These are the key concepts you need to understand to accurately answer the question.

Derivatives
Derivatives help us understand how a function changes at any given point. In this problem, we dealt with the function: \[f(x) = 2 \, \ln(x-2) - x^2 + 4x + 1\]To find where this function increases, we first need its derivative. The derivative, noted as \(f'(x)\), tells us the slope of the function at any point \(x\). Using derivative rules, we get: \[f'(x) = \frac{2}{x-2} - 2x + 4\]This equation shows us how the function's rate of change behaves. Remember, where the derivative is positive, the function is increasing. Conversely, where it’s negative, the function is decreasing. This derivative is crucial for locating where the function increases or decreases.
Critical Points
Critical points of a function occur where its derivative is zero or undefined. These points can indicate local maximums, minimums, or points of inflection. To find them, we set our derivative \(f'(x)\) to zero:\[\frac{2}{x-2} - 2x + 4 = 0\]By solving this equation, we locate our potential critical points. In our problem, solving it gives us:\[x = 1 \quad \text{and} \quad x = 3\]These values of \(x\) are crucial as they split the domain into intervals we need to test to see where the function is increasing or decreasing. The points help us determine the behavior of the function around these values.
Intervals of Increase
After finding the critical points, we need to determine the intervals where the derivative is positive. These intervals indicate where the function is increasing. We examine the function's derivative over intervals around our critical points:
  • For \( x < 1 \), we chose \( x = 0 \). Calculating \( f'(0) \) yields: \[ f'(0) = \frac{2}{0-2} - 2(0) + 4 = -1 + 4 = 3 > 0\]Here, the derivative is positive, so the function is increasing.
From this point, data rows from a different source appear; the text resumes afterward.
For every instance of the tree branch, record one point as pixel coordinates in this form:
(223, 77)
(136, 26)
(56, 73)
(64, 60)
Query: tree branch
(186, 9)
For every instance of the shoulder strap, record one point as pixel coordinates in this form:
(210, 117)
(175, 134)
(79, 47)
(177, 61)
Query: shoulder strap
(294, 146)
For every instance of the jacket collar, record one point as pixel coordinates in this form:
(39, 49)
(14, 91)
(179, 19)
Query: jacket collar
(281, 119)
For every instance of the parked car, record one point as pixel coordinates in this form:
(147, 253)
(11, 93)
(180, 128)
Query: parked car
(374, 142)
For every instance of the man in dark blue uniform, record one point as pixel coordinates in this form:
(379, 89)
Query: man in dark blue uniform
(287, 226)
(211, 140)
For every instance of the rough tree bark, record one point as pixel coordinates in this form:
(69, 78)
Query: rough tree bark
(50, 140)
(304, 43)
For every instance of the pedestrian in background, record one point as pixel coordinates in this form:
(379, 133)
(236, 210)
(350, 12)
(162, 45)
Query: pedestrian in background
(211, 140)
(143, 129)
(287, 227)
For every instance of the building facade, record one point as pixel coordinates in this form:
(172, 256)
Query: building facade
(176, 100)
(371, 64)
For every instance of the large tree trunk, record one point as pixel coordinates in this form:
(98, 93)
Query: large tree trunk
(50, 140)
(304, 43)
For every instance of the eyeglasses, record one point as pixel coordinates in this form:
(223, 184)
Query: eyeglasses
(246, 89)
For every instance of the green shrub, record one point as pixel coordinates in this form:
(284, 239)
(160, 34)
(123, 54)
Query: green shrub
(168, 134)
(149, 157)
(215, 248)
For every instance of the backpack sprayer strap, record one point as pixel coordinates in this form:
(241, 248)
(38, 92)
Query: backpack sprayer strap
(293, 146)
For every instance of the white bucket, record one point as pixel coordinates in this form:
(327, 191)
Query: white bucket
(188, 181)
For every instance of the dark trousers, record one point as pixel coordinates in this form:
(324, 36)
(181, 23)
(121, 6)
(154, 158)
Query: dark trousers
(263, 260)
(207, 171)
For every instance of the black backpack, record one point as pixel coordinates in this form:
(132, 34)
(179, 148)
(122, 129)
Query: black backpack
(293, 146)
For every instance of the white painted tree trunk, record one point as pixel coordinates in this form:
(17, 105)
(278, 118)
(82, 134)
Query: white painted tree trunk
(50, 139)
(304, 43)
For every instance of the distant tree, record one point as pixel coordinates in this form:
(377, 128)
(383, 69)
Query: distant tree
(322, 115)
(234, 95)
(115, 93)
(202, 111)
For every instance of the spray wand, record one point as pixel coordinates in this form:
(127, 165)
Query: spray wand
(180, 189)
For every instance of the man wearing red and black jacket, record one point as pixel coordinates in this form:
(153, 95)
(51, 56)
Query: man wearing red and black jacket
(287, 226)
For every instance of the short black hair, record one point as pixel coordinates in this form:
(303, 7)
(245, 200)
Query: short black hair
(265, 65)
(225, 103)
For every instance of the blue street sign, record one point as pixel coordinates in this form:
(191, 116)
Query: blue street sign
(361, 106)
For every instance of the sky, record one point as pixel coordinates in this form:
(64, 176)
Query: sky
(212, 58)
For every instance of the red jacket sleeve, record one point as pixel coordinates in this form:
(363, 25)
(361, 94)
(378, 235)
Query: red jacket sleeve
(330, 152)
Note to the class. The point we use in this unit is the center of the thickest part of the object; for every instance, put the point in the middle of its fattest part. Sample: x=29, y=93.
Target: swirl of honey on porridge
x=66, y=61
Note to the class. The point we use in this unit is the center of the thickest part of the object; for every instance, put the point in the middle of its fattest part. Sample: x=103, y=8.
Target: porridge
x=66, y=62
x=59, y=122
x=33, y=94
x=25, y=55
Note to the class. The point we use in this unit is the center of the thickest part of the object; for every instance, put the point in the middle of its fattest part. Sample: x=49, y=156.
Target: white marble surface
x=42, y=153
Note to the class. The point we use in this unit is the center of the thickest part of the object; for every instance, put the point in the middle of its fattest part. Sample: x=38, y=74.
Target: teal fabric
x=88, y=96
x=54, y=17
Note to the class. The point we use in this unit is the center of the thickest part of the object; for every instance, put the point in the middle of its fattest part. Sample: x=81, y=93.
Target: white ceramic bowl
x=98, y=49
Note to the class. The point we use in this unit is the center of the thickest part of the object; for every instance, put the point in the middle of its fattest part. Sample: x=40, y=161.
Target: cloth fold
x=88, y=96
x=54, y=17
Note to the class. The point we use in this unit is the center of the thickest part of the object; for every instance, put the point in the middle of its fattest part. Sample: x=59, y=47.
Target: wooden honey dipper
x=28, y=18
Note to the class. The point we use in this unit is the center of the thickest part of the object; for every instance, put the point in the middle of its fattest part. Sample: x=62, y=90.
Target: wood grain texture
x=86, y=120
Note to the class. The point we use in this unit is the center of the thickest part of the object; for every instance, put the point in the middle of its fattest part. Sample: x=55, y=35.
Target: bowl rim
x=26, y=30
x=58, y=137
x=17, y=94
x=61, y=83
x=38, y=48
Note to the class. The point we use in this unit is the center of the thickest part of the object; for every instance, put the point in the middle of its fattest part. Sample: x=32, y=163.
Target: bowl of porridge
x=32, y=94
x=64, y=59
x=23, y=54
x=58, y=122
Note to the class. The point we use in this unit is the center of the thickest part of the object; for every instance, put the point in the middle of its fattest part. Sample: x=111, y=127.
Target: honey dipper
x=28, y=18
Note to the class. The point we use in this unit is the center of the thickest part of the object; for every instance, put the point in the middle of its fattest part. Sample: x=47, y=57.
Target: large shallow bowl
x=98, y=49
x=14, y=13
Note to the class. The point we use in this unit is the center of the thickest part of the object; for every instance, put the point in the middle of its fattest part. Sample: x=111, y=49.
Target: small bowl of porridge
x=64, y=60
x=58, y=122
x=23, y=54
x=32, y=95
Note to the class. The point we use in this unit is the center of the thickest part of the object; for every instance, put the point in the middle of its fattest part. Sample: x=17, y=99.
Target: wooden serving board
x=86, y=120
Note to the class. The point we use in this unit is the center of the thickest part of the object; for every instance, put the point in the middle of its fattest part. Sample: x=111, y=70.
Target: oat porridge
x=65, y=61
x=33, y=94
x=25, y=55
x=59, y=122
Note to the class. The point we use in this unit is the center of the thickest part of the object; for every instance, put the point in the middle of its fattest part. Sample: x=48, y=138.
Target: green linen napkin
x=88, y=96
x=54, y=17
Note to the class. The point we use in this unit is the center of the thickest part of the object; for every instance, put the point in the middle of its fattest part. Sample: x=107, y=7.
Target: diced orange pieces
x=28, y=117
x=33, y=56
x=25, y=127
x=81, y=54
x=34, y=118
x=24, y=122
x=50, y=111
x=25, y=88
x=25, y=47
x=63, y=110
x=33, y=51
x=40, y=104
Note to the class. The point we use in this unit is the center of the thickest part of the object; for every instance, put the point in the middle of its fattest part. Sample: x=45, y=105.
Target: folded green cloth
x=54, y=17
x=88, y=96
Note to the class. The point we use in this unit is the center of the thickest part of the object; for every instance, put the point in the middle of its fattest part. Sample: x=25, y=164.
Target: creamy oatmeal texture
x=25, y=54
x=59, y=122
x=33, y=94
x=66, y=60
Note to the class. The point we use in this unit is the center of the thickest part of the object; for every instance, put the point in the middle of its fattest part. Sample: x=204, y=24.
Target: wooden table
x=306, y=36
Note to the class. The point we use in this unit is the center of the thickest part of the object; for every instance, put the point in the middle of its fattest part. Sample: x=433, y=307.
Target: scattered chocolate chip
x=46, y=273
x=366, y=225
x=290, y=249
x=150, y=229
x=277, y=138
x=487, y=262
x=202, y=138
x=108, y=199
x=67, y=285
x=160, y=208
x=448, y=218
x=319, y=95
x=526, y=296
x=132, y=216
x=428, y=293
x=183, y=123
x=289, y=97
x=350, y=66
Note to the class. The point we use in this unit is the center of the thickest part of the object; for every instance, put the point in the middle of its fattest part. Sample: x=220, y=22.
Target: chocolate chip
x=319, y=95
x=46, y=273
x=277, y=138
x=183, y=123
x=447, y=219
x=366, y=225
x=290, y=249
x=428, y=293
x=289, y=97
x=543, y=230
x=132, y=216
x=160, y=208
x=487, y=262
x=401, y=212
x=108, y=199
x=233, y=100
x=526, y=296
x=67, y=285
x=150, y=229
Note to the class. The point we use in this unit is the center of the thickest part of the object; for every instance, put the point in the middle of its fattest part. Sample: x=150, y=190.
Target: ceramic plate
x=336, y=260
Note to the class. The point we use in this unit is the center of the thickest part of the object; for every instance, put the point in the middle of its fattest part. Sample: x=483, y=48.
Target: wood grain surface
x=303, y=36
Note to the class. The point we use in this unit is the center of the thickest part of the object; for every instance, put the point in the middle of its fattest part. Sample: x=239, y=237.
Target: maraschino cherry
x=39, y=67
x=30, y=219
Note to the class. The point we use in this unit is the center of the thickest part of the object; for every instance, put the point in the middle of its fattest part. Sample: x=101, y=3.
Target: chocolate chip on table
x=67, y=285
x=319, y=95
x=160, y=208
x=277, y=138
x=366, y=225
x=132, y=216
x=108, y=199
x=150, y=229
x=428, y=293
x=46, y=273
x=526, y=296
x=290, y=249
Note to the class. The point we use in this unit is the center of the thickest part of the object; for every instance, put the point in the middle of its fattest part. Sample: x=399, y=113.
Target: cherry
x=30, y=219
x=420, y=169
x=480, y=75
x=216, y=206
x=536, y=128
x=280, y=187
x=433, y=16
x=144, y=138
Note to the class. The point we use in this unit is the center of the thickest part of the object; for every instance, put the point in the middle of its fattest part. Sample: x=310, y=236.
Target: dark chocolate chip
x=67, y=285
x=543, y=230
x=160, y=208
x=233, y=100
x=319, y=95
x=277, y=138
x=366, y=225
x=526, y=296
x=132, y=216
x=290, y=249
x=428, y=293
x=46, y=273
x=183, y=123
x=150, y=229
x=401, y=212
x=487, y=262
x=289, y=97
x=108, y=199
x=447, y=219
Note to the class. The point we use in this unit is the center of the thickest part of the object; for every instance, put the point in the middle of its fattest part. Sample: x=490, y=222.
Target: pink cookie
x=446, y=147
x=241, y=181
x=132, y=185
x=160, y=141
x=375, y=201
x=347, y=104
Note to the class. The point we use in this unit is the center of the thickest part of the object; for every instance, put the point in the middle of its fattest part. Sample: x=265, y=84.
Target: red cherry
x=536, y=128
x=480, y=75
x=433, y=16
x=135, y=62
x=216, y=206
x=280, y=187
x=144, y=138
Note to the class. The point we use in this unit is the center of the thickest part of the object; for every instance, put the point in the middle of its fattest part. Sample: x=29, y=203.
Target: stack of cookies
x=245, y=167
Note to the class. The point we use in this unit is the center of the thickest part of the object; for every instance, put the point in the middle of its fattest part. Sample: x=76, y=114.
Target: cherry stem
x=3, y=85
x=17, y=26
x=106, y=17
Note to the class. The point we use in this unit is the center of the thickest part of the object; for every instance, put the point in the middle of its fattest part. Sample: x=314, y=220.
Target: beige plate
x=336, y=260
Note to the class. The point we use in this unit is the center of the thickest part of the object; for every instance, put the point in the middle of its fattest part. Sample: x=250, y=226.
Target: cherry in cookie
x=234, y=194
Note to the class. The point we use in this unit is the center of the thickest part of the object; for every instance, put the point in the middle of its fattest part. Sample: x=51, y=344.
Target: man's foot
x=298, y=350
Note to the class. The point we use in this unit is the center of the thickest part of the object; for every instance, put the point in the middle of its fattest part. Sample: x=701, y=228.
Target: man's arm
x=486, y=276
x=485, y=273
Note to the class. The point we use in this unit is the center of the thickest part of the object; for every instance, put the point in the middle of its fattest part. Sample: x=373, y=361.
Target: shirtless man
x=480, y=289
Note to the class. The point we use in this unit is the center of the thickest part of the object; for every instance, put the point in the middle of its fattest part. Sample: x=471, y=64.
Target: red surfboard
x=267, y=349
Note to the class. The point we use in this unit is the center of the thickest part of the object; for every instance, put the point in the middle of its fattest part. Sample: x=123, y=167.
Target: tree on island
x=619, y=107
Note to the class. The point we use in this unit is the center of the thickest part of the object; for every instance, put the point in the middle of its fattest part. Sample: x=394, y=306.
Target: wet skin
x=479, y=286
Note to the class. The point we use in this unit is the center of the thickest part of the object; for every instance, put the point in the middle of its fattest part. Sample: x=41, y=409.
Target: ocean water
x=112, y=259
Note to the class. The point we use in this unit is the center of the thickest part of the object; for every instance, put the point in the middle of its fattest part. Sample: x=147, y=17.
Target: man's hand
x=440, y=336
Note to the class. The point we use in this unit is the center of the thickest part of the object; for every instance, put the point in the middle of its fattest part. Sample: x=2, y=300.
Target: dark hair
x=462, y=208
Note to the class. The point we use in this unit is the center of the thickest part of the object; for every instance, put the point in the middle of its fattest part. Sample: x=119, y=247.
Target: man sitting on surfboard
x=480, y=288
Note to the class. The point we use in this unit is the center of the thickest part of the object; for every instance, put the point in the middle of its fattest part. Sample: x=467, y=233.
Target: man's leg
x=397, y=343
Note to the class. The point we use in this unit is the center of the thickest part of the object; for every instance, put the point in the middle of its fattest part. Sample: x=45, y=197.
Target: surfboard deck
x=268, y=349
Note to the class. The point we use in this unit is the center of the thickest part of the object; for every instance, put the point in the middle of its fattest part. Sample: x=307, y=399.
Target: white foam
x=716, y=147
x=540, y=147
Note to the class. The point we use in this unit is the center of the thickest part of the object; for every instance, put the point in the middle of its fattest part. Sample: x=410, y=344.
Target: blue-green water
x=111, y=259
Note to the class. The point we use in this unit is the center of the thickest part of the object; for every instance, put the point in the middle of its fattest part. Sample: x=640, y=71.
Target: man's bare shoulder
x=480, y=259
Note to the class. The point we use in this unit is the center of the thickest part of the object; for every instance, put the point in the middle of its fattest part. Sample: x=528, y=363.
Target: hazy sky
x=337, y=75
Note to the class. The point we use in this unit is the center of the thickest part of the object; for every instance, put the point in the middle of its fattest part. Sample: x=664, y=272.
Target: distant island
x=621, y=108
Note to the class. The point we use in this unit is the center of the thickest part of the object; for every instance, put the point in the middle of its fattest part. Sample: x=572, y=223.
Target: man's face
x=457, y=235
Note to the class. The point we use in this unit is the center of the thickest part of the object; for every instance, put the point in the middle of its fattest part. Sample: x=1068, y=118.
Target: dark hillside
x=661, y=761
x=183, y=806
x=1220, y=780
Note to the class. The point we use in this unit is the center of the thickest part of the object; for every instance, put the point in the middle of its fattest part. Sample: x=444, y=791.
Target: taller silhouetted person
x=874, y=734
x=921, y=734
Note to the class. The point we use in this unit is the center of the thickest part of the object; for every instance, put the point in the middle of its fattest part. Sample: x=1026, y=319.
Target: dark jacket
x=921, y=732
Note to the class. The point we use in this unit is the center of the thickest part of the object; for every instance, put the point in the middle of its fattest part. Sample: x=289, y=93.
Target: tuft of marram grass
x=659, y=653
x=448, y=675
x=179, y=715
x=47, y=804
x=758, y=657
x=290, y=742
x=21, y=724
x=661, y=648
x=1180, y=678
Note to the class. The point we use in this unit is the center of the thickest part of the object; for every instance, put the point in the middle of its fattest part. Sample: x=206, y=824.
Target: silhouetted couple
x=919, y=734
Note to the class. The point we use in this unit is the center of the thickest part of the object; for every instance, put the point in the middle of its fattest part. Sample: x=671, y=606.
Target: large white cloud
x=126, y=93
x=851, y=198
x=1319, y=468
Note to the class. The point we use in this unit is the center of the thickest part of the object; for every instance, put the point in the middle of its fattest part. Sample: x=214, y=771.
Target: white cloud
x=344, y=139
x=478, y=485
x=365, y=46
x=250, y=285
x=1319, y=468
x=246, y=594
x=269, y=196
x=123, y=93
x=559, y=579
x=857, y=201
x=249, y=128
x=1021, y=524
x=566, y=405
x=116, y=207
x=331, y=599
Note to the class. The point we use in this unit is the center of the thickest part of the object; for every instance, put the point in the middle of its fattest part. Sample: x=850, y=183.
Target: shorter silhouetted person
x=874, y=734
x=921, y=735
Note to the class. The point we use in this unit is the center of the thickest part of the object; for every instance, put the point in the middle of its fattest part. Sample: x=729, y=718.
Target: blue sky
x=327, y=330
  • For \(1 < x < 3\), we chose \( x = 2.5 \). Calculating \( f'(2.5) \) yields: \[ f'(2.5) = \frac{2}{2.5-2} - 2(2.5) + 4 = 4 - 5 = -1 < 0\]Here, the derivative is negative, so the function is decreasing.
  • For \( x > 3 \), we chose \( x = 4 \). Calculating \( f'(4) \) yields: \[ f'(4) = \frac{2}{4-2} - 2(4) + 4 = 1 - 8 + 4 = -3 < 0\]Here, the derivative is negative, so the function is decreasing.
Based on these results, the function \( f(x) \) increases in the intervals \((-\text{∞}, 1)\) and \((2, 3)\), matching our solution.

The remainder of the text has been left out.